Antes de toparse con nosotros, revisó cada uno de los cuerpos indefensos que
deambulaban sobre frías tapias de asbesto, situadas al lado del área de juegos
infantiles. Vacilante, tocó la frente del hambriento Salgado, célebre fontanero
venido a menos y pateó la muleta que lo sostenía, provocándole un súbito
desplome.
Nos eligió, supongo por idiotas. Accedimos, escépticos. Lo único que
deseábamos era poder llevar algo de comida a casa y no ver morir de hambre a la
familia –tengo una esposa artrítica que no puede valerse sola–. El desgraciado
nos citó pasadas las diez. Sospeché que tratábamos con un simple profanador.
Llegaríamos al panteón a eso de las doce. Excavamos varias horas, hasta
desterrar cuerpos malolientes, putrefactos. El maldito encontraría uno que le
llamó la atención. Bramaba, presa de una inquietud enfermiza y temeraria, que Alba,
el finado, no era podredumbre. Lo que yo vi fue un cadáver hediondo, decrépito,
con llagas en la cabeza y gusanos carcomiéndole la piel. Le insistimos que su
vista trastocada hacía notar argucias inexistentes. Desesperado, saltó encima
de una tumba, elevó los brazos al cielo y de repente extrajo un arma de su
chaqueta. Nos obligaría a descocer los párpados del muerto. Por su voluntad,
uno a uno clavamos la mirada en las oblicuas manchas oculares del cadáver.
Luego, el villano profirió un grito horrendo. Empezó a tambalearse. Vi cómo las
rodillas se le doblaban. Lanzó un disparo. Sentí ardor en la nuca y sobre mí
cayó una infinita calma. Desperté en casa, desnudo, con las manos llenas de
sangre. ¡Uno de los tres había muerto!
El ministerial alcanzó la salida.
Antes de irse espetaría palabras de confianza, junto con una sonrisa que
denotaba confianza.
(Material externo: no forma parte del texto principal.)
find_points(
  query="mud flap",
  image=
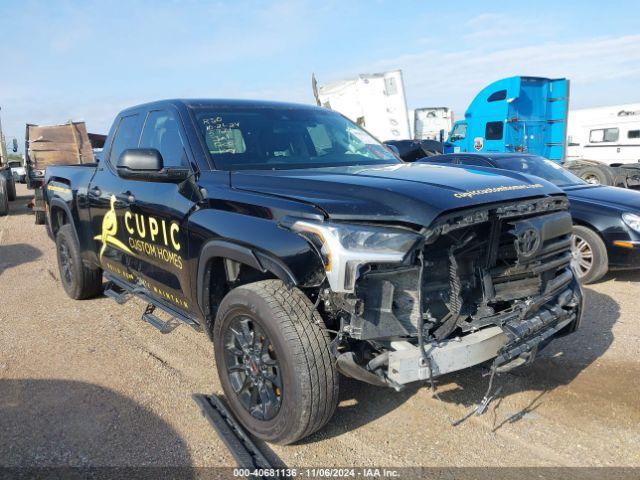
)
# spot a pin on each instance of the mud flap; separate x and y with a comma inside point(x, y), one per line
point(232, 434)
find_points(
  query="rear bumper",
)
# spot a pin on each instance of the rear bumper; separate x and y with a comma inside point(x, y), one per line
point(503, 343)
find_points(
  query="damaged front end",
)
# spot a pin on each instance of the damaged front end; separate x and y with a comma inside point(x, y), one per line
point(491, 283)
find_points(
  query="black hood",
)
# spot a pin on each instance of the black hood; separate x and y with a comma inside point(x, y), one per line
point(621, 199)
point(411, 193)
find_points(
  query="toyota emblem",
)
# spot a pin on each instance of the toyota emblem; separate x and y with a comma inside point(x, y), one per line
point(527, 242)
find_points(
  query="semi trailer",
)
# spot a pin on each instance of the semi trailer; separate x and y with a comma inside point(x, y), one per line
point(531, 115)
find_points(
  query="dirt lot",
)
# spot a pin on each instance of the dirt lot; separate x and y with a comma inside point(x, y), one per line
point(89, 383)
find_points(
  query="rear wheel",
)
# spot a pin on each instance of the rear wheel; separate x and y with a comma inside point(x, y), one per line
point(78, 280)
point(596, 175)
point(40, 217)
point(11, 189)
point(588, 255)
point(274, 361)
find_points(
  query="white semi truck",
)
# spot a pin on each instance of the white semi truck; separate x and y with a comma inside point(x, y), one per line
point(606, 136)
point(375, 101)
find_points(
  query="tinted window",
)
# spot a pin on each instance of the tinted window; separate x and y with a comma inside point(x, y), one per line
point(459, 131)
point(493, 131)
point(161, 132)
point(126, 137)
point(280, 138)
point(604, 135)
point(477, 161)
point(538, 166)
point(496, 96)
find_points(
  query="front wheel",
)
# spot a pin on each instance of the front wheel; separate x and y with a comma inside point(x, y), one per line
point(588, 255)
point(274, 361)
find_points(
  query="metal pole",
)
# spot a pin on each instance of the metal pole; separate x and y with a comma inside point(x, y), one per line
point(3, 146)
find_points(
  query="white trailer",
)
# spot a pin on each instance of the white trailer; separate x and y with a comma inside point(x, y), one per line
point(605, 136)
point(432, 123)
point(375, 101)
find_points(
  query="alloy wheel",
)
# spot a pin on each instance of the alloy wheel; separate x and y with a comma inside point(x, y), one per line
point(581, 255)
point(253, 368)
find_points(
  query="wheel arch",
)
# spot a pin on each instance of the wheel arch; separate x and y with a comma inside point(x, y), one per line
point(225, 255)
point(59, 215)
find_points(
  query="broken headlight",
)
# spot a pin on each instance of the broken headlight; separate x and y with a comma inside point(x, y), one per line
point(345, 248)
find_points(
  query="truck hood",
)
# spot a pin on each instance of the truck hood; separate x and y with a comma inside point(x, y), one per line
point(408, 193)
point(616, 198)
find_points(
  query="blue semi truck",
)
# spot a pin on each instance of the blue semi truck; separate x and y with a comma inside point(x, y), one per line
point(530, 115)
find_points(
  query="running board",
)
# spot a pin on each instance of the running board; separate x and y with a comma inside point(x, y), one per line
point(232, 434)
point(165, 326)
point(122, 291)
point(120, 295)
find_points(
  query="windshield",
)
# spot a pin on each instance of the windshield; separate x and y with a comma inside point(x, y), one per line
point(459, 131)
point(283, 138)
point(540, 167)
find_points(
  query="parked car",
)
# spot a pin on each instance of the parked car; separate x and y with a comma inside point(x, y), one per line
point(303, 247)
point(606, 231)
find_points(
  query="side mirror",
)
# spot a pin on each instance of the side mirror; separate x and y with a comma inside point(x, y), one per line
point(394, 149)
point(146, 164)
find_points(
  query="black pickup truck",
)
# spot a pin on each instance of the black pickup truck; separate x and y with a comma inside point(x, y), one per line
point(303, 247)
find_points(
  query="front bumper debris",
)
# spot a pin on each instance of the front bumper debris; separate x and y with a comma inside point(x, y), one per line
point(503, 343)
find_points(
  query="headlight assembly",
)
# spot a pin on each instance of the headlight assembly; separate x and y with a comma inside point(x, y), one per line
point(632, 220)
point(345, 248)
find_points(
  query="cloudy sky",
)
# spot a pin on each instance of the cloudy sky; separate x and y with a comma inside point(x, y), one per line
point(87, 60)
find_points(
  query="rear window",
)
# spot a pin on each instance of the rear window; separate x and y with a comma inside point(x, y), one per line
point(497, 96)
point(126, 137)
point(493, 131)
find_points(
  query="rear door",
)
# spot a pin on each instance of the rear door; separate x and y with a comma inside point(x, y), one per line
point(107, 207)
point(156, 224)
point(140, 225)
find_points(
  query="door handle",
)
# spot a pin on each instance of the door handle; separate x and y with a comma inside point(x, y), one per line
point(128, 197)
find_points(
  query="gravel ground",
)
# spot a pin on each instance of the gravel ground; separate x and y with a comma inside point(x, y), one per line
point(88, 383)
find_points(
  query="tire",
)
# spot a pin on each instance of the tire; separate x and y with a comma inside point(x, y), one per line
point(4, 198)
point(596, 175)
point(589, 255)
point(300, 380)
point(11, 189)
point(40, 217)
point(78, 280)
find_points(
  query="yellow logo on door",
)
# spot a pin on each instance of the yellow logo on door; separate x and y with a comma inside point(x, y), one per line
point(109, 230)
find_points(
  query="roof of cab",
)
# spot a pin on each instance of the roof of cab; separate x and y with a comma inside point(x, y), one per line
point(220, 103)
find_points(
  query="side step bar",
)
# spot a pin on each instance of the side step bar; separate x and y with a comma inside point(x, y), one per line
point(113, 291)
point(121, 292)
point(165, 326)
point(232, 434)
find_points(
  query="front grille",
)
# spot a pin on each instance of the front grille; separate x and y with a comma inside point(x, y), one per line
point(481, 267)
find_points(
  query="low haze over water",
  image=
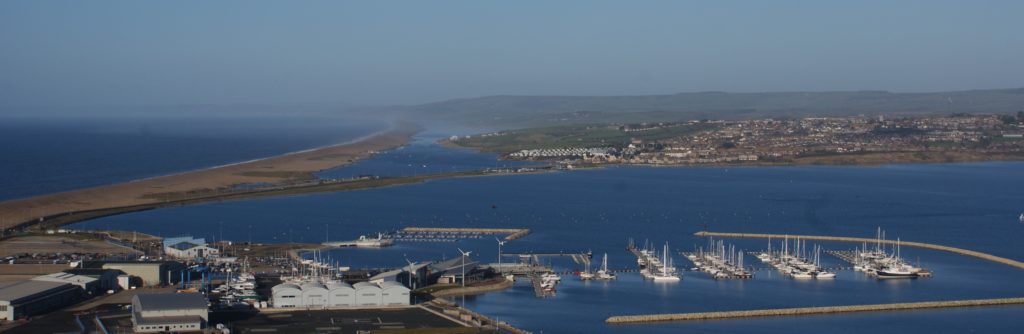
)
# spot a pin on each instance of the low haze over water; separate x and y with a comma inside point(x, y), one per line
point(598, 210)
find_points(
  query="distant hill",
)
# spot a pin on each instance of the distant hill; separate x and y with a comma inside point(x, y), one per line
point(513, 112)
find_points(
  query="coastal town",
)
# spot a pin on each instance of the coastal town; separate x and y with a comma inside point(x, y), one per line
point(820, 140)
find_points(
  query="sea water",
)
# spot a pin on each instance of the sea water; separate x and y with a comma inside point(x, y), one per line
point(47, 155)
point(973, 205)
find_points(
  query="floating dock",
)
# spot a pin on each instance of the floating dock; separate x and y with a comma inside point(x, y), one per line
point(812, 310)
point(513, 234)
point(967, 252)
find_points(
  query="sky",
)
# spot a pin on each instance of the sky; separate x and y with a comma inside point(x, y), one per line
point(404, 52)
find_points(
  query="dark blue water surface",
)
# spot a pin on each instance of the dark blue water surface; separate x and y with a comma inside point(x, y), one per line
point(43, 156)
point(973, 206)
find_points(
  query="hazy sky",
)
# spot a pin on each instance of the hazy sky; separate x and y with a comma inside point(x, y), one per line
point(385, 52)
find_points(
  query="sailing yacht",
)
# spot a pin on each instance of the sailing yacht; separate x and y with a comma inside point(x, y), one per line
point(666, 273)
point(604, 274)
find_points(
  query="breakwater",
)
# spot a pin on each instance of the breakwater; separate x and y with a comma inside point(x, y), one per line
point(513, 234)
point(967, 252)
point(813, 310)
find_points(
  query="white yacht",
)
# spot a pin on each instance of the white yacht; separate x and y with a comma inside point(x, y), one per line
point(604, 274)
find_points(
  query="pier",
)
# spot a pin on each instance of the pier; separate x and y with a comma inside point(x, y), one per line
point(812, 310)
point(967, 252)
point(579, 258)
point(513, 234)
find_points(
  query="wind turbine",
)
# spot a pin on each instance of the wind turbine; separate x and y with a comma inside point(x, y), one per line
point(500, 244)
point(464, 256)
point(411, 263)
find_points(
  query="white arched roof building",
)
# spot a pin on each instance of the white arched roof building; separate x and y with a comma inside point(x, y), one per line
point(393, 293)
point(287, 295)
point(367, 294)
point(314, 295)
point(340, 295)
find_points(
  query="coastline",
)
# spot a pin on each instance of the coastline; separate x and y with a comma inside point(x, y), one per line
point(273, 171)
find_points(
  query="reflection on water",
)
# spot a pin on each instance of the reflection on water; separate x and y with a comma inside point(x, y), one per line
point(963, 205)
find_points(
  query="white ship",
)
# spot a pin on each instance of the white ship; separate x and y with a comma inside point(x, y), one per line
point(378, 242)
point(604, 274)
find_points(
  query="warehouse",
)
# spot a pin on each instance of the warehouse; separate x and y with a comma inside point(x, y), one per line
point(89, 285)
point(28, 298)
point(152, 273)
point(367, 294)
point(169, 312)
point(393, 293)
point(313, 295)
point(340, 295)
point(287, 295)
point(108, 278)
point(187, 247)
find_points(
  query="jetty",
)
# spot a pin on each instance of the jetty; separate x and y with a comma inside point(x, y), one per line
point(966, 252)
point(812, 310)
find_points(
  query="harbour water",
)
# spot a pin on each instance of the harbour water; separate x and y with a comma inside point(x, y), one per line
point(49, 155)
point(973, 206)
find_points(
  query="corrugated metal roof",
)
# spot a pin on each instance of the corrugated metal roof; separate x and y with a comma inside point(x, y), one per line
point(392, 284)
point(17, 290)
point(160, 321)
point(365, 285)
point(158, 301)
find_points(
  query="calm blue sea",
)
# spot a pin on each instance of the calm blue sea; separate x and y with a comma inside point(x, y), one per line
point(973, 206)
point(43, 156)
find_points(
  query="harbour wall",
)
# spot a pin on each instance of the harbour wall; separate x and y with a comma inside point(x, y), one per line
point(812, 310)
point(967, 252)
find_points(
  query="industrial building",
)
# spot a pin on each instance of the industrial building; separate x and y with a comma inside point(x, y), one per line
point(340, 294)
point(188, 247)
point(393, 293)
point(89, 285)
point(31, 297)
point(169, 312)
point(151, 273)
point(108, 278)
point(314, 295)
point(367, 294)
point(287, 295)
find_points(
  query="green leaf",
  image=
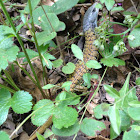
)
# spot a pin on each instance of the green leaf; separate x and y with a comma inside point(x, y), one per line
point(39, 136)
point(101, 110)
point(136, 42)
point(67, 4)
point(5, 104)
point(6, 55)
point(131, 96)
point(91, 126)
point(112, 61)
point(102, 1)
point(132, 134)
point(113, 135)
point(69, 68)
point(111, 91)
point(66, 85)
point(70, 99)
point(34, 3)
point(21, 102)
point(66, 131)
point(46, 60)
point(64, 117)
point(5, 41)
point(43, 37)
point(134, 113)
point(125, 120)
point(42, 111)
point(81, 1)
point(31, 54)
point(86, 78)
point(4, 135)
point(94, 76)
point(124, 90)
point(138, 81)
point(57, 63)
point(109, 4)
point(115, 119)
point(134, 103)
point(77, 51)
point(99, 6)
point(117, 9)
point(93, 64)
point(47, 133)
point(48, 86)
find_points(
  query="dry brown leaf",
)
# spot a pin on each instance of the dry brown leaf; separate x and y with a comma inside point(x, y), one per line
point(109, 98)
point(24, 136)
point(90, 107)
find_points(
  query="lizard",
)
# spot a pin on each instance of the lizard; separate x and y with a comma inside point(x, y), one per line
point(90, 51)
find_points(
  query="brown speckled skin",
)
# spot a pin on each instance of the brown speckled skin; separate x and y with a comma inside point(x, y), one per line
point(90, 53)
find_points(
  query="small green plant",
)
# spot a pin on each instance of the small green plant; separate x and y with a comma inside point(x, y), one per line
point(123, 113)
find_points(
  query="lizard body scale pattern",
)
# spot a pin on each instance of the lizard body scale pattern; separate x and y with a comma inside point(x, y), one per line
point(90, 51)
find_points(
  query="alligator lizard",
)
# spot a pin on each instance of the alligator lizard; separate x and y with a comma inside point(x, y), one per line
point(90, 51)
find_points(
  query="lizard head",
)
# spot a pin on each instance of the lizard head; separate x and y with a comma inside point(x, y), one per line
point(90, 18)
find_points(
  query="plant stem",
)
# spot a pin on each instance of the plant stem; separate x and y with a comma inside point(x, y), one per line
point(134, 22)
point(11, 80)
point(34, 36)
point(22, 46)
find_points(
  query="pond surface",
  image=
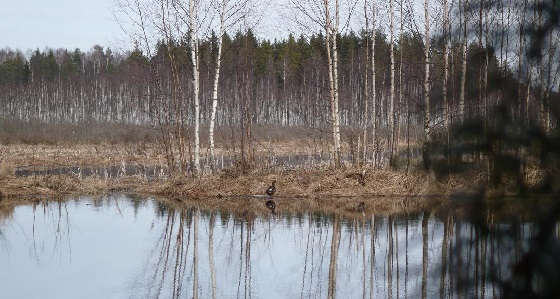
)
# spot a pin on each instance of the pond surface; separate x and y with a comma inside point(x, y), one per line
point(127, 247)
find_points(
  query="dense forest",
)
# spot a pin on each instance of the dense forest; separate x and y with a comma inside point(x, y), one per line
point(390, 80)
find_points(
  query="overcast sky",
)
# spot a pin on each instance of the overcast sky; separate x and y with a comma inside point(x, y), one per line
point(31, 24)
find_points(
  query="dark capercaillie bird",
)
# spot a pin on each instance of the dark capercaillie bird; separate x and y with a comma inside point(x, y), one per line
point(272, 189)
point(271, 205)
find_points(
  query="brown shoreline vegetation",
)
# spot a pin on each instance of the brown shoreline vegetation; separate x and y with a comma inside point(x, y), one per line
point(350, 190)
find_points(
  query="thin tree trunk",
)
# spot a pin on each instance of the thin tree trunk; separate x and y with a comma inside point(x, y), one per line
point(373, 92)
point(445, 68)
point(196, 84)
point(216, 83)
point(336, 90)
point(427, 136)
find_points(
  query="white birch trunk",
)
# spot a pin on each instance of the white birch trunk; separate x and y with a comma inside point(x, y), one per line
point(463, 67)
point(335, 72)
point(196, 85)
point(216, 83)
point(427, 75)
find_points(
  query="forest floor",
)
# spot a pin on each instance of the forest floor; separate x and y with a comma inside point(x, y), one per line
point(31, 172)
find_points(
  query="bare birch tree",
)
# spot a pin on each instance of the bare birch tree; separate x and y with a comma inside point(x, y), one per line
point(319, 13)
point(427, 74)
point(464, 62)
point(230, 12)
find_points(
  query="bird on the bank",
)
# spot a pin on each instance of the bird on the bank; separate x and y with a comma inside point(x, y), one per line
point(272, 189)
point(271, 205)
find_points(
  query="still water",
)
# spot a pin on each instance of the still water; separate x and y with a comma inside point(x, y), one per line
point(127, 247)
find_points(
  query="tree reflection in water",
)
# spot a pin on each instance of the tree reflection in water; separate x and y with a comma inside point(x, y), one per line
point(201, 254)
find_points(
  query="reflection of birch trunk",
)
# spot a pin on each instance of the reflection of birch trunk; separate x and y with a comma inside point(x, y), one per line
point(363, 258)
point(372, 266)
point(406, 261)
point(424, 254)
point(195, 256)
point(333, 258)
point(444, 257)
point(211, 254)
point(390, 258)
point(391, 114)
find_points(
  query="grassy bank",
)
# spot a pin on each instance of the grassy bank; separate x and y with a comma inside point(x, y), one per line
point(24, 176)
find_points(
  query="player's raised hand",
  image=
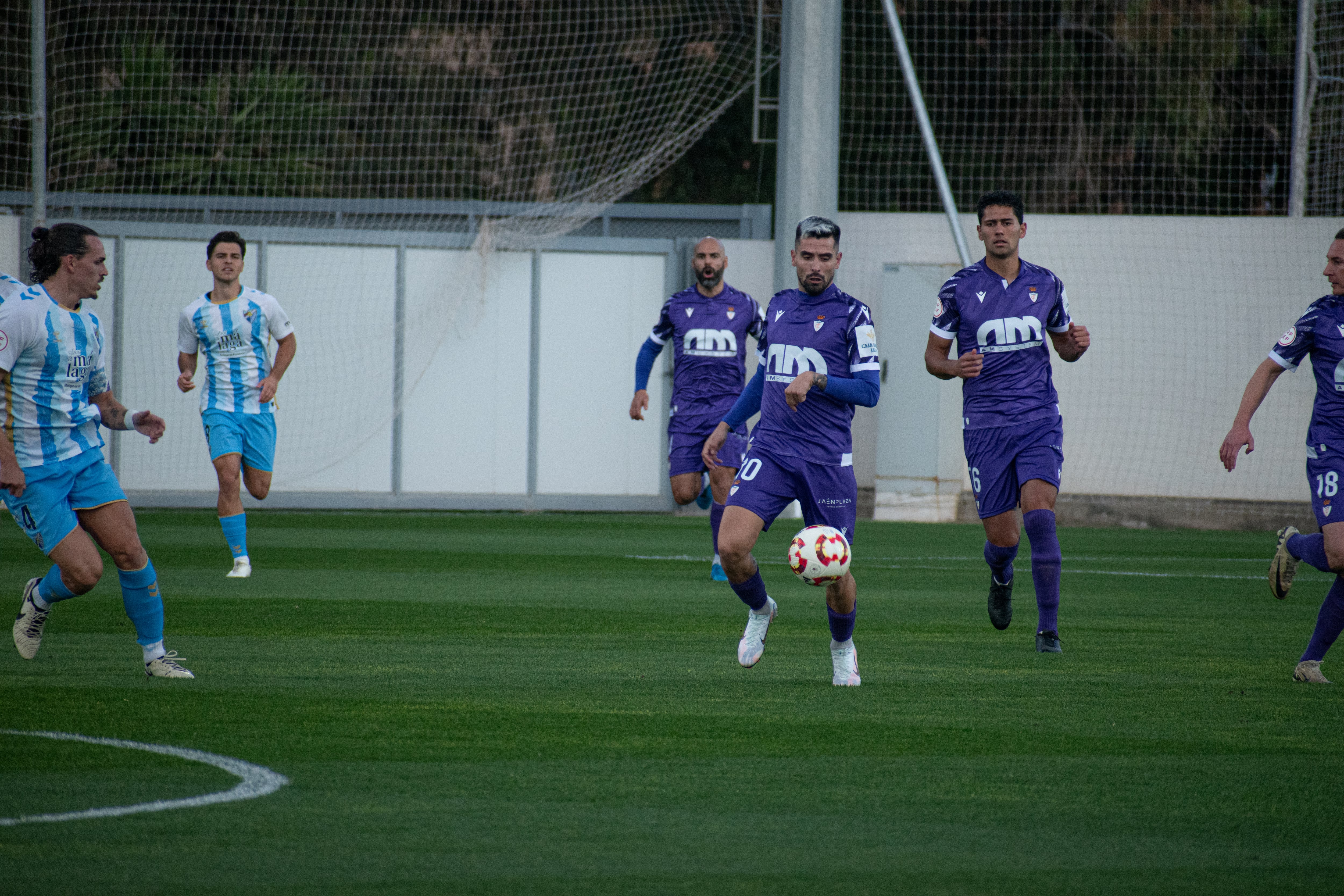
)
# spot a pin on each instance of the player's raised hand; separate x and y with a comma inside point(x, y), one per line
point(710, 453)
point(970, 365)
point(150, 425)
point(1078, 338)
point(11, 477)
point(268, 389)
point(639, 404)
point(1237, 437)
point(798, 391)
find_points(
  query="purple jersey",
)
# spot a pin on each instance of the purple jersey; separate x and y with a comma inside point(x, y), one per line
point(831, 334)
point(709, 352)
point(1006, 323)
point(1319, 331)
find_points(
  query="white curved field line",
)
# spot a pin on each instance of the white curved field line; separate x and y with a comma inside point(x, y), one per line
point(257, 781)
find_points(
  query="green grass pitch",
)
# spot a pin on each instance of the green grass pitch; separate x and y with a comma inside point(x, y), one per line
point(515, 704)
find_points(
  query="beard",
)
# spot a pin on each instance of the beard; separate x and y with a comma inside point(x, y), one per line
point(814, 288)
point(709, 277)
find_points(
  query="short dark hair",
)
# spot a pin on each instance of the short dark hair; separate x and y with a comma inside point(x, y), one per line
point(226, 237)
point(816, 227)
point(52, 245)
point(1000, 198)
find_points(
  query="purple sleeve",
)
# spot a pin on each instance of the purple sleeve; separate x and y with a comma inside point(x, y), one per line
point(663, 330)
point(947, 319)
point(1296, 342)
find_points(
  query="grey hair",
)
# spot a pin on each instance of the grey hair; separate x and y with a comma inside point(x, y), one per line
point(816, 227)
point(722, 248)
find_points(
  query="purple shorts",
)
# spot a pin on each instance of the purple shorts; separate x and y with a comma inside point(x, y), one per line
point(1005, 457)
point(685, 451)
point(1324, 476)
point(767, 484)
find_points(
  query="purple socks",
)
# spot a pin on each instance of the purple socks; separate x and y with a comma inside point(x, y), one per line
point(1330, 623)
point(1045, 566)
point(1310, 549)
point(1000, 562)
point(842, 624)
point(752, 592)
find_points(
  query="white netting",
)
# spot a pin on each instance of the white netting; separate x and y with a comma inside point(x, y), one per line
point(1152, 146)
point(542, 115)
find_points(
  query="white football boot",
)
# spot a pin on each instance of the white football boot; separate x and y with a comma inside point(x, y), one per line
point(27, 625)
point(167, 667)
point(845, 664)
point(753, 637)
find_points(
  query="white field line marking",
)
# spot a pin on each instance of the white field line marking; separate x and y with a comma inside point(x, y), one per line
point(257, 781)
point(914, 566)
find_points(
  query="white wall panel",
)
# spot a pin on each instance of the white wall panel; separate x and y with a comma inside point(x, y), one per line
point(342, 303)
point(596, 313)
point(162, 277)
point(464, 426)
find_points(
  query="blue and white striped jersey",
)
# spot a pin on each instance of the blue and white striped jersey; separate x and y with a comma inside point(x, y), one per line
point(10, 287)
point(234, 339)
point(53, 363)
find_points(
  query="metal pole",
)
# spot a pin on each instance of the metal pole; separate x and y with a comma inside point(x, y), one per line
point(40, 113)
point(940, 177)
point(1302, 108)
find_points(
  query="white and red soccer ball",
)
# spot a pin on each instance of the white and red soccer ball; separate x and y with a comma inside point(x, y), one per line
point(819, 555)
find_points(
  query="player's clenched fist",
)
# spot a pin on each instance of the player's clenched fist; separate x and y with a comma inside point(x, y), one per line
point(970, 365)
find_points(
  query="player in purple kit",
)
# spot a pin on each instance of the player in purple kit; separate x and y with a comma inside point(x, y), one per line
point(1320, 332)
point(707, 326)
point(819, 358)
point(999, 311)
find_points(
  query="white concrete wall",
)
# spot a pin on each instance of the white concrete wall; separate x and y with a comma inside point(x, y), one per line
point(1182, 311)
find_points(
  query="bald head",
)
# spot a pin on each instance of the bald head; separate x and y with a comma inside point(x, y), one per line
point(709, 261)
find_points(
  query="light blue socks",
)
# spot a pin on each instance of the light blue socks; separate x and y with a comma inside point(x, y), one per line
point(236, 533)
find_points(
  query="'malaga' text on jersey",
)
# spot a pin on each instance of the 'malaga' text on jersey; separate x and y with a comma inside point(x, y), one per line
point(831, 334)
point(1007, 324)
point(709, 352)
point(233, 339)
point(53, 362)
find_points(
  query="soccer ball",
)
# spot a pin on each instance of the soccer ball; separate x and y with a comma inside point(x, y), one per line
point(819, 555)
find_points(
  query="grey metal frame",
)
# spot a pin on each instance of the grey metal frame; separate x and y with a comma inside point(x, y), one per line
point(674, 250)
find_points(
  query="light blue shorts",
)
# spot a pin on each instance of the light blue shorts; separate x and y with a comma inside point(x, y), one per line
point(253, 436)
point(46, 510)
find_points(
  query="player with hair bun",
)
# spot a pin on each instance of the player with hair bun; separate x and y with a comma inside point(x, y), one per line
point(53, 475)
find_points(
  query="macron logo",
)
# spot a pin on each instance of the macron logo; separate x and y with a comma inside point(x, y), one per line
point(1011, 334)
point(710, 343)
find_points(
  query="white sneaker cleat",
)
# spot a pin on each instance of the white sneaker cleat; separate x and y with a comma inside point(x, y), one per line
point(167, 667)
point(753, 637)
point(1310, 671)
point(845, 664)
point(27, 625)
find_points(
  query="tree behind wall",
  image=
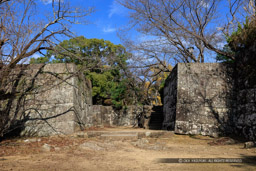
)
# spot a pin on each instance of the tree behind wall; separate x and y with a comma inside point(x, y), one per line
point(24, 31)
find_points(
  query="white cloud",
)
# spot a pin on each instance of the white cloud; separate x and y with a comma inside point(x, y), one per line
point(46, 1)
point(108, 29)
point(116, 8)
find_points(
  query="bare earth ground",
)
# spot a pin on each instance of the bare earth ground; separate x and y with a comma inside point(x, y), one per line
point(76, 152)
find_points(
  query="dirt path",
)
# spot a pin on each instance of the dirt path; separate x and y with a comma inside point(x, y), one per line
point(76, 153)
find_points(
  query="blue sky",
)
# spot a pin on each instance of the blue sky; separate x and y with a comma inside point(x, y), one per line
point(104, 22)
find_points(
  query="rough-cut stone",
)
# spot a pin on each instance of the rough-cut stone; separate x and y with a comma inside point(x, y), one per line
point(130, 116)
point(195, 98)
point(249, 144)
point(59, 103)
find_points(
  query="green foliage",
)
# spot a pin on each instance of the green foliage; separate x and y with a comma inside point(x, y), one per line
point(104, 63)
point(241, 39)
point(39, 60)
point(223, 58)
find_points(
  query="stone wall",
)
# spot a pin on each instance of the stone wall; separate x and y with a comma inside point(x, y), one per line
point(59, 102)
point(197, 99)
point(245, 113)
point(128, 116)
point(170, 100)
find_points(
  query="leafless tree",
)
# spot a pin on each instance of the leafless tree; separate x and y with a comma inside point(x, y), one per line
point(25, 31)
point(183, 30)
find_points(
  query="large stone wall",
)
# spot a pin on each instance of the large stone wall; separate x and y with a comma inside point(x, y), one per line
point(209, 99)
point(128, 116)
point(59, 103)
point(170, 100)
point(245, 113)
point(197, 99)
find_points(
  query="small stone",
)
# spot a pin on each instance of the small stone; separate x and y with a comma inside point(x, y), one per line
point(148, 134)
point(81, 135)
point(91, 146)
point(249, 144)
point(30, 140)
point(46, 147)
point(57, 148)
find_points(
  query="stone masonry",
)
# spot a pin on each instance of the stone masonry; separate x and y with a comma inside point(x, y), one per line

Pero lo que en verdad trasmitió ese gesto amable fue la
certeza de que yo perdería el juicio. La sofística de Pech, esparcida por no sé
qué motivo, le brindó una sorprendente ventaja. Mi cabeza, a punto de estallar,
intentaría explicarse cómo un pedestre desempleado adquirió ese vocabulario tan
profuso. ¿Sería posible que un ignorante, de la noche a la mañana, aumentase,
mejor que cualquier estudiante de letras, su dicción y riqueza de su lenguaje,
orillándome así al borde de la cárcel, gracias a unos argumentos bien
ordenados?
Codicié, al estar anclado en un lecho
hospitalario, el regreso a mi biblioteca para hurgar teorías, experiencias
semejantes a la naturaleza de los hechos. Tuve que reconfortarme con vagas
remembranzas de mis olvidados libros para no enloquecer. Ensamblaba lívidas
conjeturas e interpretaciones forzadas. Pensé que la historia distorsionada por
una voz usurpadora, de Pech, coincidía con la postura que todo sensato estaría
de acuerdo, pero que enmascaraba lo fundamental. Aquella noche brotaron cuatro
esencias y sólo tres cuerpos habitables –la esencia de Alba y nuestros cuerpos
vivos– Bien pudo ser –aunque el villano lo negase– que Alba hubiera invadido su
cuerpo. El recién desaparecido Rodríguez, fraterno de Pech, lo conocía mejor
que cualquiera y era el indicado para resolver el caso. ¿Dónde pudo estar? Las pestañas se me adhirieron unas a otras.
Sentí a mi mente gritar y mi boca descocerse.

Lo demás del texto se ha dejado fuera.